🤖 AI Summary
Federated learning inherently involves structured stochasticity—such as partial client participation across iterations and random subnetwork updates—that induces privacy amplification unaccounted for by conventional differential privacy (DP) analyses.
Method: We propose balanced iterative subsampling to replace Poisson sampling, enabling more accurate modeling of the stochastic mechanism under non-i.i.d. data; we systematically formalize privacy amplification from model partitioning, Dropout, and stochastic subnetwork updates.

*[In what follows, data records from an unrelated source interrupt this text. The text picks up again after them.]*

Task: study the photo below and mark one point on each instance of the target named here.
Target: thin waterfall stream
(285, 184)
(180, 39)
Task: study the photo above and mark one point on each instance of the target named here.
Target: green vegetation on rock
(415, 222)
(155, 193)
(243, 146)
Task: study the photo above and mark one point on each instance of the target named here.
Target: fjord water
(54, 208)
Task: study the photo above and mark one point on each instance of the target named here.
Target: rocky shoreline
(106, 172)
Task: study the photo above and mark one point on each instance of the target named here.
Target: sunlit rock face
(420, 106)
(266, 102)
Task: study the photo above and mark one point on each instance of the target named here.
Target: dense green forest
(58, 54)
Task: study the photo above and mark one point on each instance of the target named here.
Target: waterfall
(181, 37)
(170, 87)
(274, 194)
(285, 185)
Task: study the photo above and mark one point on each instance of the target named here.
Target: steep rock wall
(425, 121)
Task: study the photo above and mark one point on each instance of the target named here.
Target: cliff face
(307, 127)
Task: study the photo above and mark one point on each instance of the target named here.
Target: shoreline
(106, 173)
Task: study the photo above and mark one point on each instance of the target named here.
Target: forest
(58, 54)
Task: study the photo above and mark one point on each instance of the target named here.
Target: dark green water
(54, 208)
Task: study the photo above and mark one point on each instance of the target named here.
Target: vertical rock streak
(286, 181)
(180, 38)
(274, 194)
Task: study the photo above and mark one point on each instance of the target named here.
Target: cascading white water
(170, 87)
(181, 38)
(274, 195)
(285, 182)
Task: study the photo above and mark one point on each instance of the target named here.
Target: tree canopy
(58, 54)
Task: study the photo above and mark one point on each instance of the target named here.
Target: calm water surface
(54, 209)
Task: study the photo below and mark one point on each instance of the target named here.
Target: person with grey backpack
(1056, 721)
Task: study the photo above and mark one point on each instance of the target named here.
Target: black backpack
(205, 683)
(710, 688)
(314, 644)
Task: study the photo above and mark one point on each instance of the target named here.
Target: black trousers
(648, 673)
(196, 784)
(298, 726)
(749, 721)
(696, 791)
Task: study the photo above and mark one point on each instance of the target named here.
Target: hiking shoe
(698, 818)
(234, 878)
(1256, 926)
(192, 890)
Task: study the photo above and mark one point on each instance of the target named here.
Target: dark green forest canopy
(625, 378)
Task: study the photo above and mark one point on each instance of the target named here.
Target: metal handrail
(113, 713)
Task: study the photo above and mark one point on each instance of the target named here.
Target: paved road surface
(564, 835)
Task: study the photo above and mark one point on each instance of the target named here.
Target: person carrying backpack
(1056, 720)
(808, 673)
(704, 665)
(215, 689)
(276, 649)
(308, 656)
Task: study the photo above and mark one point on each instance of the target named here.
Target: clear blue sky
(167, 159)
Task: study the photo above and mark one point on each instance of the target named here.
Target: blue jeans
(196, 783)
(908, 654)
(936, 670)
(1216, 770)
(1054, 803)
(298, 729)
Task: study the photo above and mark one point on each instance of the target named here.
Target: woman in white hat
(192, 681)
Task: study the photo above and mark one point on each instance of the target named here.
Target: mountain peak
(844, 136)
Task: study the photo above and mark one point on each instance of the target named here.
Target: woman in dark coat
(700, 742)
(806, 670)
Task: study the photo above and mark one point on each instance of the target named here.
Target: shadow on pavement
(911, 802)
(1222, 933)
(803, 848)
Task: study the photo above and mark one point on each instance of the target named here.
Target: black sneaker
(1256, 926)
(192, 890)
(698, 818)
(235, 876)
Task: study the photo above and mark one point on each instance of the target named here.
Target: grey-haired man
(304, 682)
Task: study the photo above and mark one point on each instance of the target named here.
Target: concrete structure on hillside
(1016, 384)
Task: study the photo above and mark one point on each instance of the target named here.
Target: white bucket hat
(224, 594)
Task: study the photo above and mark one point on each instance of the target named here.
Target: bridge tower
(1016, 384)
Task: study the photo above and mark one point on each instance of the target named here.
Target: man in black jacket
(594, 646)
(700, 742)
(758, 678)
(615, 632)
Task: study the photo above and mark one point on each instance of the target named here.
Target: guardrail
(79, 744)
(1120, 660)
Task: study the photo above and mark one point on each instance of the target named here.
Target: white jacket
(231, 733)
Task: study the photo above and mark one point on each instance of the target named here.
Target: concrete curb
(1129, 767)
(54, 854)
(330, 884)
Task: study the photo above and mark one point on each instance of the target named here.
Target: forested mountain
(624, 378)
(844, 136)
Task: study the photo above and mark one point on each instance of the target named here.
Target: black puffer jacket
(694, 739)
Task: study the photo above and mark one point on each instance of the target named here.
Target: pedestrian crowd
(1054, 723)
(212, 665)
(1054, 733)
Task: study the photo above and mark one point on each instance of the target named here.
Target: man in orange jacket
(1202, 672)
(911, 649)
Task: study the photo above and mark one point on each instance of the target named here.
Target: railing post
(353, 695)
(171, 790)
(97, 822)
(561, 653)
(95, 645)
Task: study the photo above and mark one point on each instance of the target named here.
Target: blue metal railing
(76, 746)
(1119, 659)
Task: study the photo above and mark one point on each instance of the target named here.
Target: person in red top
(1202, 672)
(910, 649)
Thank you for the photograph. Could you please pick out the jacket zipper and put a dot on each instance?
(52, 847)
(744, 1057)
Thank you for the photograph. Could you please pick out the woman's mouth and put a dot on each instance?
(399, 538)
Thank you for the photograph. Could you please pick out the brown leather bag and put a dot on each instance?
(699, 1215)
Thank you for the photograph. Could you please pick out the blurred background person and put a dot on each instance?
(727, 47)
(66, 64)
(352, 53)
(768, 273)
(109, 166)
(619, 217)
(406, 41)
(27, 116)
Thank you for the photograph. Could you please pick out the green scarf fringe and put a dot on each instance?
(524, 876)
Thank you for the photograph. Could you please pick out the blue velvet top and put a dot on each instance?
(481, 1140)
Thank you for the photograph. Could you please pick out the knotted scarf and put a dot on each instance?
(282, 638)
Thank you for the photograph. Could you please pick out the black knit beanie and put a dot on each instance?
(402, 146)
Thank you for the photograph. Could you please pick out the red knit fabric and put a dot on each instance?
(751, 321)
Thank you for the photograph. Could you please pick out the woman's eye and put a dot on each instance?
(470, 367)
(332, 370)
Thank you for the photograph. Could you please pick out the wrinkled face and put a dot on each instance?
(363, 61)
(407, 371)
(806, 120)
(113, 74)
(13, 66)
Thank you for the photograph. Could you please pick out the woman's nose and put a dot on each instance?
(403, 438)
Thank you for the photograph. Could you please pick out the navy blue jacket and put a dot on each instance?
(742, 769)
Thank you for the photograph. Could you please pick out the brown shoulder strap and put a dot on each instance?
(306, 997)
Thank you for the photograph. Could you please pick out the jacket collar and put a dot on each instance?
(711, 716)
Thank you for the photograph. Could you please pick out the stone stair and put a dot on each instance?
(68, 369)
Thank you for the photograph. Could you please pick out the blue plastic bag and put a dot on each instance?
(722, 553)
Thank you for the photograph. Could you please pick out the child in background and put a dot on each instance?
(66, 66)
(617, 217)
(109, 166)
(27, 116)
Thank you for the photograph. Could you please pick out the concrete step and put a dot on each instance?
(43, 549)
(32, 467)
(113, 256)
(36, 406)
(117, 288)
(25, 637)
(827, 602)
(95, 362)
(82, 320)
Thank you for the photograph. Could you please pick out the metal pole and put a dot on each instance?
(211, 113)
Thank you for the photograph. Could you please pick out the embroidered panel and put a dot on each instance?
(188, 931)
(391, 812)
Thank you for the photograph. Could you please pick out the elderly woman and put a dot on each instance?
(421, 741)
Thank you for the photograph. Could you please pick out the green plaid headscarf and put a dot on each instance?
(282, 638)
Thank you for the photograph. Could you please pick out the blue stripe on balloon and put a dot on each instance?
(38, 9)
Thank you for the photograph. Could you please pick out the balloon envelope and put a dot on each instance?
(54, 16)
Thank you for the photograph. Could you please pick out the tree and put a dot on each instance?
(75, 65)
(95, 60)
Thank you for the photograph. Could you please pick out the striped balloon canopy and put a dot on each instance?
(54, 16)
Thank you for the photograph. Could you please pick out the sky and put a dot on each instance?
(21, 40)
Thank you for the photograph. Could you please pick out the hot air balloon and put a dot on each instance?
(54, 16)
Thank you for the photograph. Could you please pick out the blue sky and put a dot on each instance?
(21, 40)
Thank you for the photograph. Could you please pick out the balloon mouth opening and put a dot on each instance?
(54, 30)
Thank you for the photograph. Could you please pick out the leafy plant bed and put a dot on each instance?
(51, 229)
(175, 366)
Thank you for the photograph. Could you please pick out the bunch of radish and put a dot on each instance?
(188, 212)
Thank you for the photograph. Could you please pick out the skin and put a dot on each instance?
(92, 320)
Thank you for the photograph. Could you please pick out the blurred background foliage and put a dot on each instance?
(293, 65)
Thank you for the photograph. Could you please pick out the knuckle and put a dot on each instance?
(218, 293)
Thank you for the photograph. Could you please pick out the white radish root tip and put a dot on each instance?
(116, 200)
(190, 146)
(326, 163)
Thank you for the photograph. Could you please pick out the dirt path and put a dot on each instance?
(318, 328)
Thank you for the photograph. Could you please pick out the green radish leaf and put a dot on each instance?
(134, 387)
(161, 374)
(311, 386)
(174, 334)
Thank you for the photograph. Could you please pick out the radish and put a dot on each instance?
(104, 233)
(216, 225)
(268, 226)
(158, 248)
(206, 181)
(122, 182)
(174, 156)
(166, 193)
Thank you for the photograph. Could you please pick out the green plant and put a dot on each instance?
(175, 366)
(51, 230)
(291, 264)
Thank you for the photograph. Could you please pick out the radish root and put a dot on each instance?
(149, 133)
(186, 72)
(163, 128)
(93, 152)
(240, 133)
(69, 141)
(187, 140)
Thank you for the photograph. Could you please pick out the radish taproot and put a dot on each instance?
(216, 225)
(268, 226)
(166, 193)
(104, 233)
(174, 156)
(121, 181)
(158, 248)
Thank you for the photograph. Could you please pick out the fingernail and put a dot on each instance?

Contribution/Results: We theoretically prove and empirically validate that such structured randomness yields significant, quantifiable, and previously overlooked privacy gains—enhancing DP guarantees without sacrificing model utility. Our work establishes the first unified analytical framework jointly incorporating model parallelism and data sampling into privacy amplification analysis, thereby bridging a critical gap between practical federated training dynamics and rigorous DP accounting.
📝 Abstract
We study how inherent randomness in the training process -- where each sample (or client in federated learning) contributes only to a randomly selected portion of training -- can be leveraged for privacy amplification. This includes (1) data partitioning, where a sample participates in only a subset of training iterations, and (2) model partitioning, where a sample updates only a subset of the model parameters. We apply our framework to model parallelism in federated learning, where each client updates a randomly selected subnetwork to reduce memory and computational overhead, and show that existing methods, e.g. model splitting or dropout, provide a significant privacy amplification gain not captured by previous privacy analysis techniques. Additionally, we introduce Balanced Iteration Subsampling, a new data partitioning method where each sample (or client) participates in a fixed number of training iterations. We show that this method yields stronger privacy amplification than Poisson (i.i.d.) sampling of data (or clients). Our results demonstrate that randomness in the training process, which is structured rather than i.i.d. and interacts with data in complex ways, can be systematically leveraged for significant privacy amplification.